I was listening to a Christian radio station earlier today and heard something that got me thinking.

The song, to paraphrase, said that mercy doesn't care what you've done. Obviously, this was intended to say the normal synergistic, "Come as you are to Jesus."

While it is true that we are sinners, and we do not wait until we are perfectly holy to repent and believe, the phrase "mercy doesn't care what you've done," I believe, is not just imprecise, but thoroughly unbiblical.

Why?

First, Jesus, the Son of God, died to pay the penalty for what we've done. So, I'd say he would beg to differ. It does matter what we've done.

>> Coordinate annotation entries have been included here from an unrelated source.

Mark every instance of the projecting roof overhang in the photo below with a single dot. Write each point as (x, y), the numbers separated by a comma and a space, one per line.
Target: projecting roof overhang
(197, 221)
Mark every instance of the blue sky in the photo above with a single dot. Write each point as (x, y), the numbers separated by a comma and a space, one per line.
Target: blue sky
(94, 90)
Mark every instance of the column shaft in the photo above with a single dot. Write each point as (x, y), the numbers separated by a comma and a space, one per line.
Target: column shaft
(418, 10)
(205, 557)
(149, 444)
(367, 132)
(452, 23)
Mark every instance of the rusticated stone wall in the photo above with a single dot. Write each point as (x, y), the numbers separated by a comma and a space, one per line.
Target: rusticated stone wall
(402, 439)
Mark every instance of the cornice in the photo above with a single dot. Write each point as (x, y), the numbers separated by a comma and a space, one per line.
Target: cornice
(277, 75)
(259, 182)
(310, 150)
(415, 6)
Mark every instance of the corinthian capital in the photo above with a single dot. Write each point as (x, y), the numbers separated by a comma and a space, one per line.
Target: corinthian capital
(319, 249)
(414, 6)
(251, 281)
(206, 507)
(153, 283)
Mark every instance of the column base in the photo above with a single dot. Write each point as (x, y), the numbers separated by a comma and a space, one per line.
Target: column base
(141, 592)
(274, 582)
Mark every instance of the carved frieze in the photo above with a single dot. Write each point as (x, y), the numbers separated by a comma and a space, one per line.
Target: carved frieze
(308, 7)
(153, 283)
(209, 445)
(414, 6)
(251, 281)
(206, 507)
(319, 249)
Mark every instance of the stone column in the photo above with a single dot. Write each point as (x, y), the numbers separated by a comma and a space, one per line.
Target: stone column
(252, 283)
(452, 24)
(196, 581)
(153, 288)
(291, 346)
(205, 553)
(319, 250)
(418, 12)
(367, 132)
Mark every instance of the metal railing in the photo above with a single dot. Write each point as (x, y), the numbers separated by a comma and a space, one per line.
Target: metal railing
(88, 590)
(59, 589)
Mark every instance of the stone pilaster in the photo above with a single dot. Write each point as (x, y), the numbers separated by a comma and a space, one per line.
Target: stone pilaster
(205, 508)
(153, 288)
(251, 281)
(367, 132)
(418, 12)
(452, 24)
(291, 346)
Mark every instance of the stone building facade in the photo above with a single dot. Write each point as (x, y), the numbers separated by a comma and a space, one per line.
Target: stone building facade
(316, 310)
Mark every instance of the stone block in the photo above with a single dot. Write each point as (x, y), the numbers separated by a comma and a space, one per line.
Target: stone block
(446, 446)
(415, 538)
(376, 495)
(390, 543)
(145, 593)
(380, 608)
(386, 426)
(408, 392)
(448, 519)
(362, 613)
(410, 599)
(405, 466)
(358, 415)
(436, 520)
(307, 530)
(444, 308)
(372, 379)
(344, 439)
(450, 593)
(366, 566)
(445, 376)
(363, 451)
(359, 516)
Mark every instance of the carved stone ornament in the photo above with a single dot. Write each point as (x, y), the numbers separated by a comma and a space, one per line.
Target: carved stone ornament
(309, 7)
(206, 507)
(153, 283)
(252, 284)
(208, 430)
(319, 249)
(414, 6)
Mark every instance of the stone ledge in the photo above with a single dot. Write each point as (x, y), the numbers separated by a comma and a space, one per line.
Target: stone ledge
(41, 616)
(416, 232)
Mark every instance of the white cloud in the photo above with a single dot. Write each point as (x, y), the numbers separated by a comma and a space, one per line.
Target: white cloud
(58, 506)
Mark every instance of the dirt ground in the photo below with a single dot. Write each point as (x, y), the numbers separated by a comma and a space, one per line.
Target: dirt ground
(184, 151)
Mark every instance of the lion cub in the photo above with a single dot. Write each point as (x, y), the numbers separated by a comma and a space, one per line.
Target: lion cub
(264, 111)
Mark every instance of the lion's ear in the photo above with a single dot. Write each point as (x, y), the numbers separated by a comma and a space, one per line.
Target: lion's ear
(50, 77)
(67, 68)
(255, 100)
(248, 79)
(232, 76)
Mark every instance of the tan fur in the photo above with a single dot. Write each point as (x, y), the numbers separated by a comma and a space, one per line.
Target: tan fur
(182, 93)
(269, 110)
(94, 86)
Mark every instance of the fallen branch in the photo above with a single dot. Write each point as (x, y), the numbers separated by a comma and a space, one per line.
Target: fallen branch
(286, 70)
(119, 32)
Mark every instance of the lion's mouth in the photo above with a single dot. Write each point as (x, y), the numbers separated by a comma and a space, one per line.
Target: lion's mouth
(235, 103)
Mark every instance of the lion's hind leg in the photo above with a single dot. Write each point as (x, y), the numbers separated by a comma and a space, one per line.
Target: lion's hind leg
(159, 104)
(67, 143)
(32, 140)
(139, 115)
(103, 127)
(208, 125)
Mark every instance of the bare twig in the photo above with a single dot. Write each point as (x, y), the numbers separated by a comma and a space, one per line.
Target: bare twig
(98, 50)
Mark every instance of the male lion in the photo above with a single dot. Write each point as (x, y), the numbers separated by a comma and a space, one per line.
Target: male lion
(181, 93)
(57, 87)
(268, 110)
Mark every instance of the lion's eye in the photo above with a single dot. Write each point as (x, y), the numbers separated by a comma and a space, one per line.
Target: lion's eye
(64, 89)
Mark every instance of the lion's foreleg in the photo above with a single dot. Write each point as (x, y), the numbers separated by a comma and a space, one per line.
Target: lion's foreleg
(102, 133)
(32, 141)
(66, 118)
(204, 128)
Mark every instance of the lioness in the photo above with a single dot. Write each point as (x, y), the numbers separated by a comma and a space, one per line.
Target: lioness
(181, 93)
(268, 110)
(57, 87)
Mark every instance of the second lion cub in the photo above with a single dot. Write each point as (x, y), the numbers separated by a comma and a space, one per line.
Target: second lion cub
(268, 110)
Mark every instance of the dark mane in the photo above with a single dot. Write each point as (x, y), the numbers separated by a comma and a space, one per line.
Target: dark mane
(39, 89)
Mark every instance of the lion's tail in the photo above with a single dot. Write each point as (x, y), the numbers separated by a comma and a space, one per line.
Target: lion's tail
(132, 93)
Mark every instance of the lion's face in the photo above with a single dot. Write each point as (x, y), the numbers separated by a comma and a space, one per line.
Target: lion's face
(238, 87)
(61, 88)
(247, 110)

Second, we wouldn't need the "mercy" had we not done what we've done. The "mercy" exists, because God loved His people so much that He provided the mercy and payment for the sins they've committed. He gave them that which they did not deserve.

Third, I think the above phrase demonstrates that the writer doesn't understand the wickedness of sin. Ps. 5:5 and Ps. 11:5- Need I say more?

Fourth, God most definitely "cares," because we must REPENT in order to come. What are we repenting of, but that which we've done? What is it that we confess, but that which God has already said about our sin? We confess that we are sinners and rightly condemned for so being.

Finally, what will men be judged for, in the end, but the works done in the flesh?

Please, make no mistake, God does care what we have done and what we do. As Ps. 51 notes, it does matter what is on the inside, but what we do on the outside, comes from within.

You cannot truly come to God without REPENTING for your sins.

Repent, believe and flee the wrath to come.